Understanding these principles aids in solving more complex fluid movement issues.

Bernoulli's equation not only helps calculate pressures but links velocity with how height changes affect flow, which makes it invaluable in practical applications like the one in the problem scenario.

Pressure Calculations

Pressure calculations are crucial in understanding how fluids behave under different conditions. In the context of the original exercise, the gauge pressure measures the water pressure against the pipeline walls and is impacted by both velocity changes and elevation differences.

The exercise leverages Bernoulli's equation to compute the gauge pressure at two points along a pipe. Several factors influence these calculations:

• The initial and final velocities of the fluid: Fluid velocity affects the kinetic energy term in Bernoulli's equation.
• The fluid density: For water, this is typically 1000 kg/m³, and it factors into both kinetic and gravitational potential energy terms.
• Elevation change: A fluid falling or rising under gravity experiences pressure changes, influenced by height differences in the system.

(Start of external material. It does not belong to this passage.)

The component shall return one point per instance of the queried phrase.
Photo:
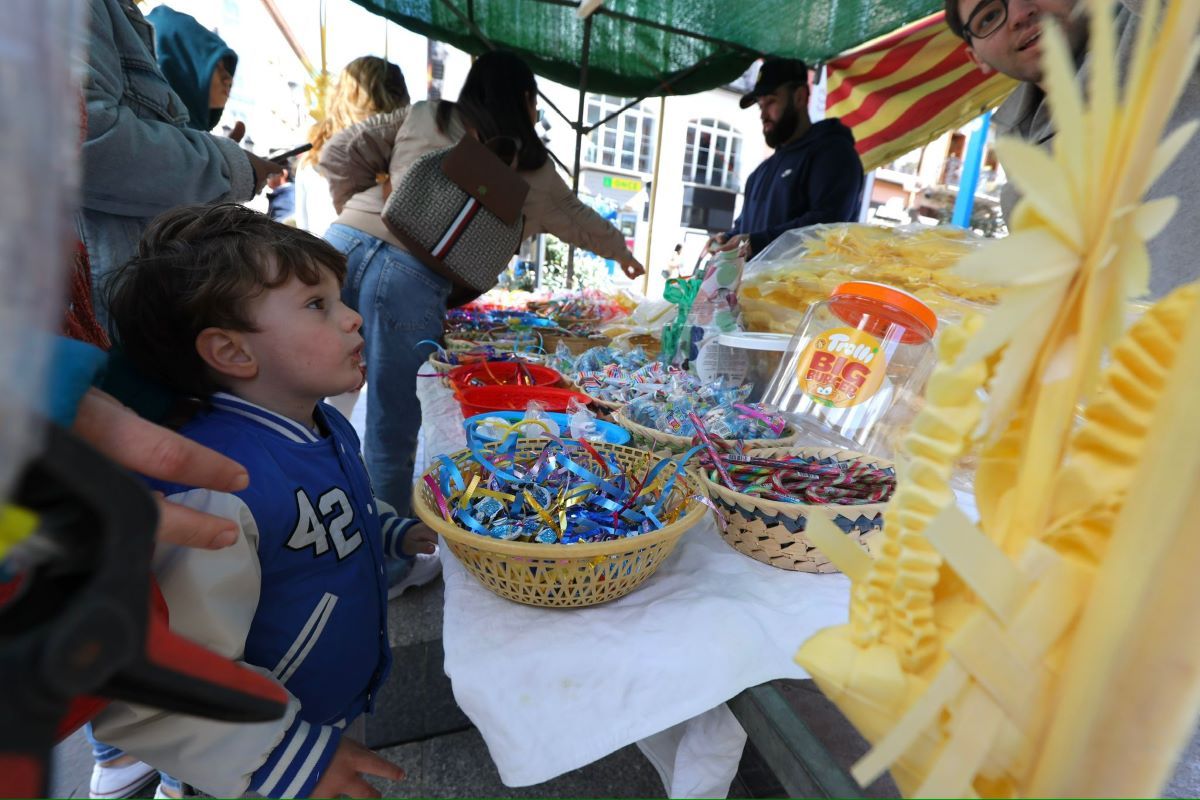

These elements are combined to solve for pressure at given points, as illustrated by the modifications in pressure from one pipeline point to another through Bernoulli's principles.

Continuity Equation

The continuity equation is fundamental in fluid dynamics and expresses the principle of mass conservation within a flowing fluid. It stipulates that the mass flow rate must remain constant from one cross-section of a pipeline to another, assuming no fluid is added or removed.

This principle is reflected in the equation: \[ A_1v_1 = A_2v_2 \] where:

• \( A_1 \) and \( A_2 \) are the cross-sectional areas at two different sections of the pipeline,
• \( v_1 \) and \( v_2 \) are the velocities of the fluid at these sections.

In the problem, the diameter of the second section is twice that of the first. This results in an area four times larger, thereby reducing the velocity by a quarter, highlighting the interdependence of area and speed in fluid flow. This reduction impacts the dynamics along the pipe, demonstrating how the continuity equation can simplify complex fluid movements by using straightforward relationships between area and velocity.